El cubresuelos o malla antihierbas es conocido principalmente por suprimir malas hierbas sin herbicidas. Sin embargo, sus beneficios van mucho más allá de esta función básica.
En este artículo exploramos cinco ventajas adicionales que hacen del cubresuelos una inversión rentable para cualquier explotación agrícola profesional.
Ahorro de agua por reducción de evaporación
El cubresuelos actúa como barrera física contra la evaporación directa del agua del suelo. Estudios de campo demuestran ahorros de agua de entre un 20% y un 35% en cultivos mediterráneos.
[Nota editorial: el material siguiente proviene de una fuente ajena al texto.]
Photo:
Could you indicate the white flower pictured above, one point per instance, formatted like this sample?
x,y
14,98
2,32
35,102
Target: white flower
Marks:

Este ahorro es especialmente significativo en zonas con restricciones hídricas o en explotaciones que buscan reducir sus costes de riego.
Regulación térmica del suelo
El cubresuelos modera las oscilaciones térmicas del suelo, manteniendo temperaturas más estables tanto en verano como en invierno. Esto favorece la actividad biológica y el desarrollo radicular.
En invierno, la malla actúa como aislante reduciendo el riesgo de heladas en las raíces superficiales. En verano, evita el sobrecalentamiento que puede estresar las plantas.
Mejora de la calidad del fruto
Al mantener los frutos separados del suelo húmedo, el cubresuelos reduce significativamente la incidencia de podredumbres y manchas en cultivos como la fresa o el melón.
La superficie limpia y uniforme del cubresuelos también facilita la recolección manual y mecánica, reduciendo los tiempos de cosecha.